Entre drame sentimental et historique, Pedro Almodóvar dresse un portrait passionné des femmes des années 2020 et plonge dans le passé franquiste. A soixante et onze ans, le maître madrilène reste habité par une énergie inchangée.

Il y a quelques mois, en plein confinement, Pedro Almodóvar nous envoyait une carte postale. Dans « La Voix humaine », un court-métrage adapté de Cocteau, Tilda Swinton s’accrochait à celui qui la quittait lors d’une longue conversation téléphonique. Au bout du compte, elle acceptait son destin et partait seule… avec son chien. « Madres Paralelas » nous raconte encore des femmes sans hommes.

Janis, photographe de presse, tombe enceinte d’un brillant anthropologue. Arturo participe au travail de l’ouverture des fosses communes où s’entassent les morts anonymes du franquisme. Le chercheur pourrait permettre à Janis d’offrir enfin aux ancêtres de son village natal une sépulture digne. Cependant, Arturo est marié et son épouse lutte contre le cancer. Janis, elle, ne voit aucun inconvénient à se passer du père pour élever son enfant. Elle accouchera seule, à la clinique. Enfin, pas tout à fait. A ses côtés se trouve Ana. A peine sortie de l’adolescence, fragile et fébrile, la maternité représente pour elle une épreuve insurmontable. Janis, telle une grande soeur, la rassure. Elles vont sympathiser pour devenir des « mères parallèles ». Or parfois, miracle du cinéma, les parallèles peuvent se rejoindre.

Rouges flamboyants, jaunes éblouissants

On retrouve dans « Madres Paralelas » la patte si particulière du réalisateur de « Parle avec elle ». L’écran se drape de couleurs brûlantes, de rouges flamboyants et jaunes éblouissants. Avancent sous ce feu d’artifice des héroïnes farouches, les silhouettes familières de Penélope Cruz et de Rossy de Palma. Aux compagnes de route s’ajoute Milena Smit, nouvelle découverte du metteur en scène madrilène.

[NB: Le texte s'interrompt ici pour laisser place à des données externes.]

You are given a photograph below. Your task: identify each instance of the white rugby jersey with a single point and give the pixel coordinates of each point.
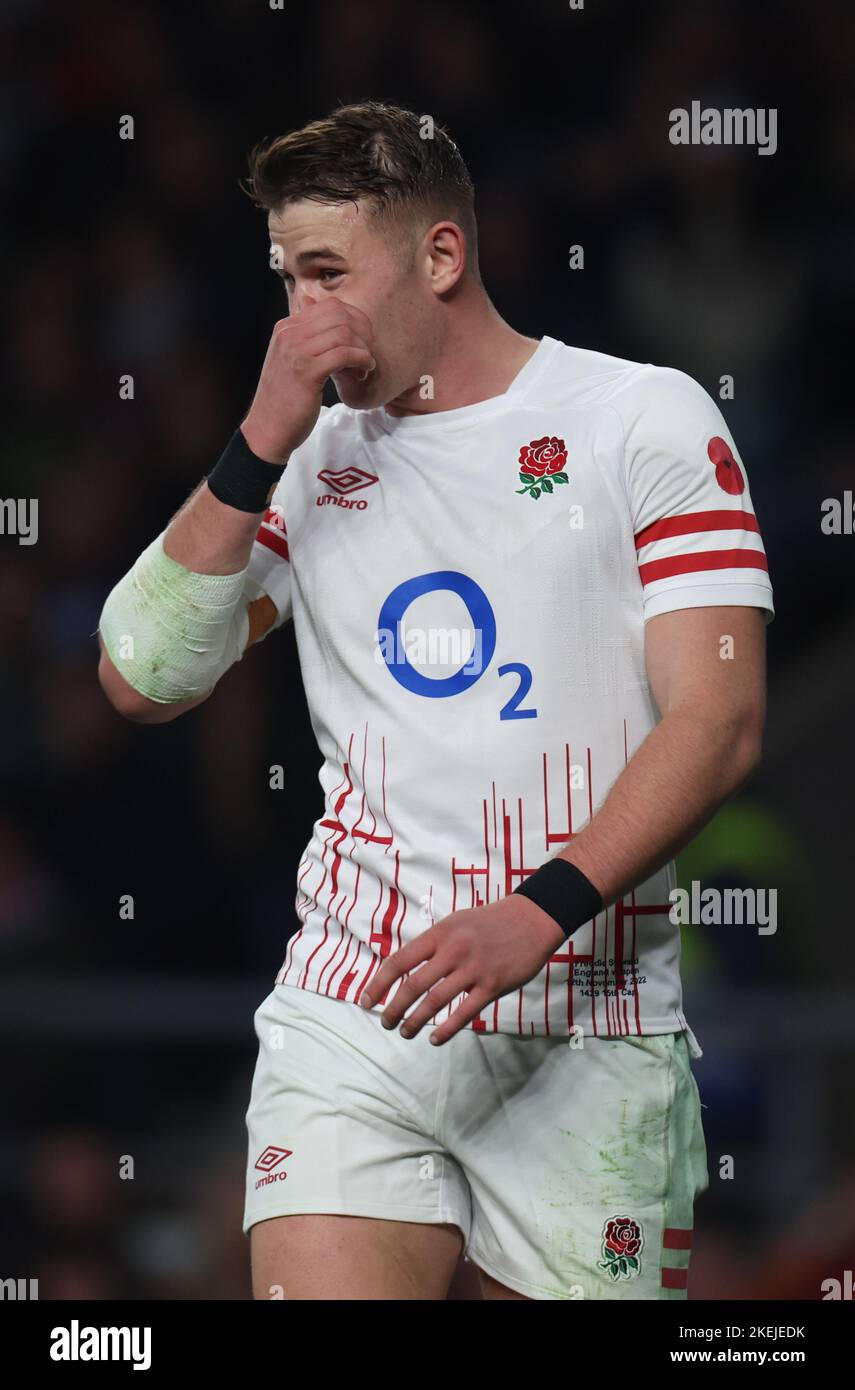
(469, 591)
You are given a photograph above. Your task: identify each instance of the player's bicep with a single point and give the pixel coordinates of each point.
(709, 660)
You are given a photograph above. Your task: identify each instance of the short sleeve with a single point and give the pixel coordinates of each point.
(697, 537)
(270, 559)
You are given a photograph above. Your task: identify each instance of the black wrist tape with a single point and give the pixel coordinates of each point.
(241, 478)
(563, 891)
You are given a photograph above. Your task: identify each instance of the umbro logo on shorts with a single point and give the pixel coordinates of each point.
(341, 481)
(271, 1158)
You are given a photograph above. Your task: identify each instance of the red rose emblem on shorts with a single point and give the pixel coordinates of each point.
(622, 1241)
(729, 476)
(542, 464)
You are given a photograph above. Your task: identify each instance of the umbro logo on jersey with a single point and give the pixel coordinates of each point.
(541, 466)
(342, 481)
(271, 1158)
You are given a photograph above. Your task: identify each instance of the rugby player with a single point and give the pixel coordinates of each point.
(530, 598)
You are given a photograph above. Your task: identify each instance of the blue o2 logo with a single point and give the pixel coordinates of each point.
(484, 623)
(391, 616)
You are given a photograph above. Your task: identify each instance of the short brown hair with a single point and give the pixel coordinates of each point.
(369, 150)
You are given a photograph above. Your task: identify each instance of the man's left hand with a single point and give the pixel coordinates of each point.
(483, 952)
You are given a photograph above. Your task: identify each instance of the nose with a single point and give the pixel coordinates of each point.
(300, 300)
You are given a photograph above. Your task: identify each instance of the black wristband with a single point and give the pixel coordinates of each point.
(563, 891)
(241, 478)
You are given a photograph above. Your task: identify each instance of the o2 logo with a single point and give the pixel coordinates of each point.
(394, 653)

Incarnation des millennials, son visage grave et beau, sa transformation de jeune fille en femme participent à la force de ce film.

A soixante et onze ans, Pedro Almodóvar reste le plus emblématique des cinéastes ibériques. « Madres Paralelas » nous rappelle à quel point son art s’enracine dans sa terre méridionale. Ses images écrivent un peuple, la saveur du jambon et de la tortilla, l’âme que les femmes transmettent à travers les générations. Car les hommes, ici, ne sont que des satellites autour d’astres féminins. Cette aventure nous place entre les nouveau-nés du XXIe siècle et la mémoire des morts ou les plaies mal refermées du franquisme. Ainsi Janis, l’un des plus beaux personnages du cinéma d’Almodóvar, nous rappelle à notre mission de contemporains. Préparer l’avenir ; réparer l’histoire.